Em um comunicado duro, a Anvisa alertou que a liberação do produto coloca em risco a saúde da população e abre perigoso precedente. À reportagem, o presidente da agência, Jarbas Barbosa, afirmou nesta semana que a aprovação faria o País regredir para um período anterior à década de 1970, quando ainda não havia regras de fiscalização na área de saúde.

Aprovada às pressas no Congresso, a lei autoriza o uso da substância por pessoas com câncer, desde que apresentem laudo médico que comprove o diagnóstico e um termo de consentimento do paciente ou de seu representante legal.

Entidades como o CFM (Conselho Federal de Medicina) continuam a não recomendar a substância sem pesquisas mais aprofundadas. Para outros especialistas, provavelmente a discussão vai parar no STF (Supremo Tribunal Federal), que já teve de responder a liminares de pacientes, que cobravam da USP (Universidade de São Paulo), única a sintetizar a substância, a entrega do produto. Hoje, a USP está obrigada a fornecer as pílulas somente até o fim de seu estoque em São Carlos, no interior. Para as famílias dos doentes, porém, a liberação foi motivo de comemoração.

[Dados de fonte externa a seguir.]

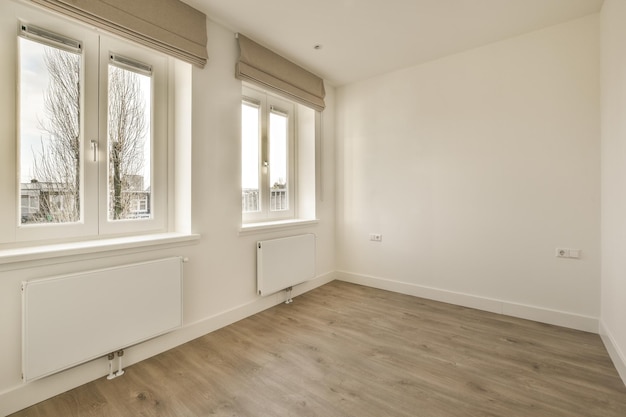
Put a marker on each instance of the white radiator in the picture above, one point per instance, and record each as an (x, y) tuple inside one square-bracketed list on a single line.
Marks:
[(282, 263), (71, 319)]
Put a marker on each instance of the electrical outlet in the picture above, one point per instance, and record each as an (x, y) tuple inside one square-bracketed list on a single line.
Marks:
[(376, 237), (562, 253), (568, 253)]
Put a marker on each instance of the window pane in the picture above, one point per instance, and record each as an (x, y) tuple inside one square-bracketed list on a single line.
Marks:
[(50, 134), (129, 124), (278, 161), (250, 130)]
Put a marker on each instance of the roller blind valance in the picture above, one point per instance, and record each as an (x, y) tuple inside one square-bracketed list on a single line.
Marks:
[(268, 69), (169, 26)]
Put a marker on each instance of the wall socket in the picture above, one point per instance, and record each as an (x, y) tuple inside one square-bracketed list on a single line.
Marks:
[(376, 237), (567, 253)]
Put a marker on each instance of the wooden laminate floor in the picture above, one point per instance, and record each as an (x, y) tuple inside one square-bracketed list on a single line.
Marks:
[(348, 350)]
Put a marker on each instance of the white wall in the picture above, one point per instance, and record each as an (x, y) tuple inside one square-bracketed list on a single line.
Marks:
[(220, 278), (613, 314), (475, 168)]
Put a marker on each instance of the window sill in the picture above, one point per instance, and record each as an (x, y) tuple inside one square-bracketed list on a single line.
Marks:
[(250, 228), (58, 250)]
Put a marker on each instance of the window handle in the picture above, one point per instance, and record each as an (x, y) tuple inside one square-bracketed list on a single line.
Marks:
[(94, 147)]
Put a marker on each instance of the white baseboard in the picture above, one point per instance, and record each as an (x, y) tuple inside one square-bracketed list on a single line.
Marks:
[(543, 315), (617, 355), (25, 395)]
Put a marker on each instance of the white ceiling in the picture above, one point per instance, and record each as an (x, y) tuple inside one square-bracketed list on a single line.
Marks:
[(363, 38)]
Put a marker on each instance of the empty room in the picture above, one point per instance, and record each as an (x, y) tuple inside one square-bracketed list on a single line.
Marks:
[(330, 208)]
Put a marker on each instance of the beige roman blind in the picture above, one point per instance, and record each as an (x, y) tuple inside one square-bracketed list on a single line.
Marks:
[(169, 26), (268, 69)]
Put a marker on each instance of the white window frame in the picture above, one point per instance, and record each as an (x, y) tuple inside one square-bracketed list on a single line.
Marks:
[(267, 103), (91, 226)]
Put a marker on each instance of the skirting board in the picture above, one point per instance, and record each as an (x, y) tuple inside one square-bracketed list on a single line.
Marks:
[(558, 318), (617, 355), (25, 395)]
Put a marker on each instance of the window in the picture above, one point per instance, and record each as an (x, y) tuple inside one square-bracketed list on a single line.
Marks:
[(91, 132), (268, 162)]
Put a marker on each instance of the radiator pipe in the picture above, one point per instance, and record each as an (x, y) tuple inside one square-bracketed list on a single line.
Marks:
[(111, 356), (120, 371)]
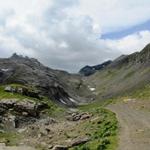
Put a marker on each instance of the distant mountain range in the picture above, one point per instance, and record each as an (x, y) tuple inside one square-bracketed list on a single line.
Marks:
[(111, 78)]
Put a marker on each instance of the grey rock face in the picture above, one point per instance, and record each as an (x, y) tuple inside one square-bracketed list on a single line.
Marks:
[(59, 86), (15, 113)]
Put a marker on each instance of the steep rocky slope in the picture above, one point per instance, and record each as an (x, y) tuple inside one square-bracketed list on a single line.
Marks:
[(89, 70), (67, 89), (123, 75)]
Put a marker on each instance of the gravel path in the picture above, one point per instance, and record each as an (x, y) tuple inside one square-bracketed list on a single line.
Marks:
[(134, 119)]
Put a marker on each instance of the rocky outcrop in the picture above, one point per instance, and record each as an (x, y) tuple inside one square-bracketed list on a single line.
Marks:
[(15, 113), (59, 86), (89, 70), (78, 116)]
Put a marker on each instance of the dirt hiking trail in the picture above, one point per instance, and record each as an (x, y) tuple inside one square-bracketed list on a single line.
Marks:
[(134, 122)]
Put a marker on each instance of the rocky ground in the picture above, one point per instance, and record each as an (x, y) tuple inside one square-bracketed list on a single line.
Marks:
[(134, 118)]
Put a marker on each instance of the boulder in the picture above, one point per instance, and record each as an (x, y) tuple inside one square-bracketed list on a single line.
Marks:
[(60, 147), (80, 141)]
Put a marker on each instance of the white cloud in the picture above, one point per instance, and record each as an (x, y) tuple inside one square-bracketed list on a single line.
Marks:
[(65, 34), (131, 43)]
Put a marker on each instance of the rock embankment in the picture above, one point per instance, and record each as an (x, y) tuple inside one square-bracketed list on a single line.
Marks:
[(16, 112)]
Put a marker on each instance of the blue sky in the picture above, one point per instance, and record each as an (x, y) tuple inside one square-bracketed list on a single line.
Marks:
[(69, 34)]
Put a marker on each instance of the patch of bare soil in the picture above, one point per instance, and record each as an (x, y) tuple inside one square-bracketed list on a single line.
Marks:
[(134, 119)]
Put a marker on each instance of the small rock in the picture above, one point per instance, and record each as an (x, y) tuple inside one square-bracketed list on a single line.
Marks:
[(60, 147), (77, 142)]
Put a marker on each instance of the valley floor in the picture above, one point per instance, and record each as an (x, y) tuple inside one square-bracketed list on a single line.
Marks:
[(134, 119)]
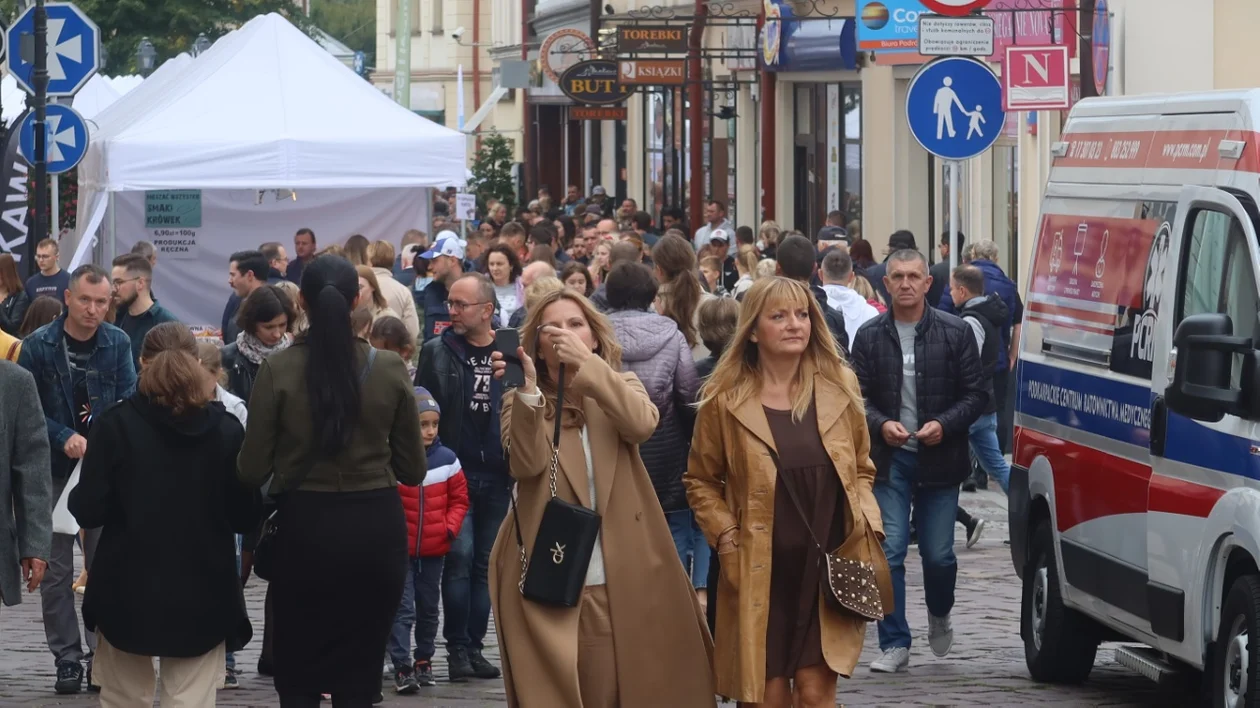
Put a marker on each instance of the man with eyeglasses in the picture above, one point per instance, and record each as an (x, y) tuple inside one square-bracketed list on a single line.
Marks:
[(455, 368), (137, 311), (51, 280), (445, 266)]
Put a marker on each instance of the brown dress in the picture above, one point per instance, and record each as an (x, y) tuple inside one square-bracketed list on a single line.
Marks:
[(794, 635)]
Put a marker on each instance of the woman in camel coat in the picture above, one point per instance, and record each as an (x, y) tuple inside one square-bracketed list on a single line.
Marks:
[(781, 408), (638, 636)]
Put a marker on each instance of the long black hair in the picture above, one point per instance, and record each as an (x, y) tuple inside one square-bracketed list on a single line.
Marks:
[(329, 286)]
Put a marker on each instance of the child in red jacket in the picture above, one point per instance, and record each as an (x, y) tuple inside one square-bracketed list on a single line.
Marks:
[(435, 514)]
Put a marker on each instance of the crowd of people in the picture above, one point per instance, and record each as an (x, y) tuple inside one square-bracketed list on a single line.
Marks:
[(699, 384)]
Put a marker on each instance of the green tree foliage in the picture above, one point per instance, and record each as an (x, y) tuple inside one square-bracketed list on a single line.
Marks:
[(492, 173), (353, 22), (171, 25)]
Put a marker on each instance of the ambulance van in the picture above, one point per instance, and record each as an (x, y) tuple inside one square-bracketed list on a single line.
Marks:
[(1135, 486)]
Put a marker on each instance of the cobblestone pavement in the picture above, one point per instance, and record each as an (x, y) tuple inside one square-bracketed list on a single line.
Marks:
[(985, 668)]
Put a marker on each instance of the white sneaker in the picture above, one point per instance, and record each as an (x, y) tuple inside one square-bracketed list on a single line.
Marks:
[(974, 532), (892, 660), (940, 634)]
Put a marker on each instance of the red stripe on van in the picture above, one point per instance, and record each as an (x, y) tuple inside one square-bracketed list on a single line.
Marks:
[(1091, 484), (1173, 149)]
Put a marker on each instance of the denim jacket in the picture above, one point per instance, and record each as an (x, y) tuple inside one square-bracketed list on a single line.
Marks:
[(111, 377)]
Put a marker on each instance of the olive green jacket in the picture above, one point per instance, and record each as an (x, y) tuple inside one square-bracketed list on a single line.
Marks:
[(384, 449)]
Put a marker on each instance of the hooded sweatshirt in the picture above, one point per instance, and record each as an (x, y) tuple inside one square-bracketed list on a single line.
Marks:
[(854, 308), (985, 316), (654, 350)]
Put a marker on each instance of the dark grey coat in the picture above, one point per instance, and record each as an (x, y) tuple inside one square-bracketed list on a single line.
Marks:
[(653, 349), (25, 479)]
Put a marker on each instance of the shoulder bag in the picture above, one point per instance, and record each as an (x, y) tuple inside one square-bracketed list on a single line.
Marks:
[(265, 551), (566, 537), (848, 583)]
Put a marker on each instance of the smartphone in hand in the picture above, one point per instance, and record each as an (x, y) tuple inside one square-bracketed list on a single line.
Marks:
[(507, 340)]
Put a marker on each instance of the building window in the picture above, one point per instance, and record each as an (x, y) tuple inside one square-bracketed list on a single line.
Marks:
[(827, 155)]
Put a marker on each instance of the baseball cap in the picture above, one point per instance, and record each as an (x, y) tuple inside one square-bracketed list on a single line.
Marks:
[(449, 243), (425, 402)]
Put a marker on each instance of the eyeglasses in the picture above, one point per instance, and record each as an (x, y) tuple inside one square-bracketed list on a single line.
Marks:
[(455, 305)]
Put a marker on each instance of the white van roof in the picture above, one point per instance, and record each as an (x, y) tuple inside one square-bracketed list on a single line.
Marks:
[(1161, 139)]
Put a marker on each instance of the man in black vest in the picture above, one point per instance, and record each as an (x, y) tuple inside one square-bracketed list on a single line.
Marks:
[(985, 314)]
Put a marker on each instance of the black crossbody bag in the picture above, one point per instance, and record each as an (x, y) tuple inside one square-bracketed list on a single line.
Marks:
[(566, 537), (265, 551)]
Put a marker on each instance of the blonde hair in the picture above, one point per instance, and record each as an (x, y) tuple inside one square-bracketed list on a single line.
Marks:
[(212, 360), (606, 348), (378, 299), (297, 324), (766, 267), (737, 374), (539, 289)]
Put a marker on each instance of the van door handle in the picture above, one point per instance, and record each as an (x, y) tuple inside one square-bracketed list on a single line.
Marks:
[(1158, 426)]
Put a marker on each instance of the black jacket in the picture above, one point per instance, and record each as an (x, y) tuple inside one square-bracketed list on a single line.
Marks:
[(165, 493), (950, 384), (834, 319), (445, 372), (990, 313), (13, 310), (240, 369)]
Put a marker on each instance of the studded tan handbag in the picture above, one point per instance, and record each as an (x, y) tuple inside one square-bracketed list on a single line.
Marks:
[(849, 583)]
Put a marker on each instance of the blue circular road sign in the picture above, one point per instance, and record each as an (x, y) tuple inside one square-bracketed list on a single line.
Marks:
[(73, 49), (66, 140), (954, 107)]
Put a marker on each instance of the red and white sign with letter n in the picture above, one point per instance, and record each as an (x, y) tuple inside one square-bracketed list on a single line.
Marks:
[(1036, 78)]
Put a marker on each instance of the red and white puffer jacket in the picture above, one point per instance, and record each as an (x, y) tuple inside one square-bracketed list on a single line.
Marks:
[(445, 502)]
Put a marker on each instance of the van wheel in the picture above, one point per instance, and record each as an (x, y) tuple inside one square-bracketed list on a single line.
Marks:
[(1059, 643), (1236, 651)]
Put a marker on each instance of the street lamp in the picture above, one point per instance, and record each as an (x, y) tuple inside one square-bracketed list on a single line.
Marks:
[(146, 57), (200, 44)]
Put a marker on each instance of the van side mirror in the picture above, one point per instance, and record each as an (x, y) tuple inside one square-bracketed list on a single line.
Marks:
[(1205, 357)]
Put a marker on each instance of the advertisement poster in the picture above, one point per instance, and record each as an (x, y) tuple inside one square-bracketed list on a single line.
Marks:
[(173, 218), (888, 25)]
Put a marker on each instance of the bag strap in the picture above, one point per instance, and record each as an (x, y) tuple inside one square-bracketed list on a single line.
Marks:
[(800, 509), (507, 456), (363, 378)]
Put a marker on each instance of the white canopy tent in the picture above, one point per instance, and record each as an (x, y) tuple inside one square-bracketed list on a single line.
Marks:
[(267, 132)]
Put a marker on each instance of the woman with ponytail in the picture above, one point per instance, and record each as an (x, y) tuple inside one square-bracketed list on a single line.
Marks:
[(333, 425), (160, 481), (681, 292)]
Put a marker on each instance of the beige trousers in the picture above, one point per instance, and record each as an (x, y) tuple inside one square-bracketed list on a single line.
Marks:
[(596, 655), (127, 680)]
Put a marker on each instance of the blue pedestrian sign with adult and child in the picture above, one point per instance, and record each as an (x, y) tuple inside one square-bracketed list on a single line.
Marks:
[(954, 107), (64, 142), (73, 49)]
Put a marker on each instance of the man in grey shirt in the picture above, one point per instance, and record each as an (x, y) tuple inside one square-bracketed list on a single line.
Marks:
[(25, 485), (924, 386)]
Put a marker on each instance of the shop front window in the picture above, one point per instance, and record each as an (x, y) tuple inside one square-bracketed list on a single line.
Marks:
[(827, 159)]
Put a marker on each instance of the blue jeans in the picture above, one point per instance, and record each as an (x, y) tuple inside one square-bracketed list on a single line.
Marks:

A lei sancionada terá validade até que testes sobre a segurança e a eficácia do composto sejam concluídos. A fosfoetanolamina sintética começou a ser usada por pacientes com câncer há 20 anos, depois que um laboratório do Instituto de Química de São Carlos, da USP, passou a produzi-la. Tal prática se estendeu até 2014, quando a universidade proibiu que produtos experimentais fossem entregues à população. Pacientes reagiram e o assunto foi parar na Justiça.

Diante da polêmica, os Ministérios da Saúde e da Ciência, Tecnologia e Inovação decidiram custear estudos para avaliar a segurança e a eficácia do composto.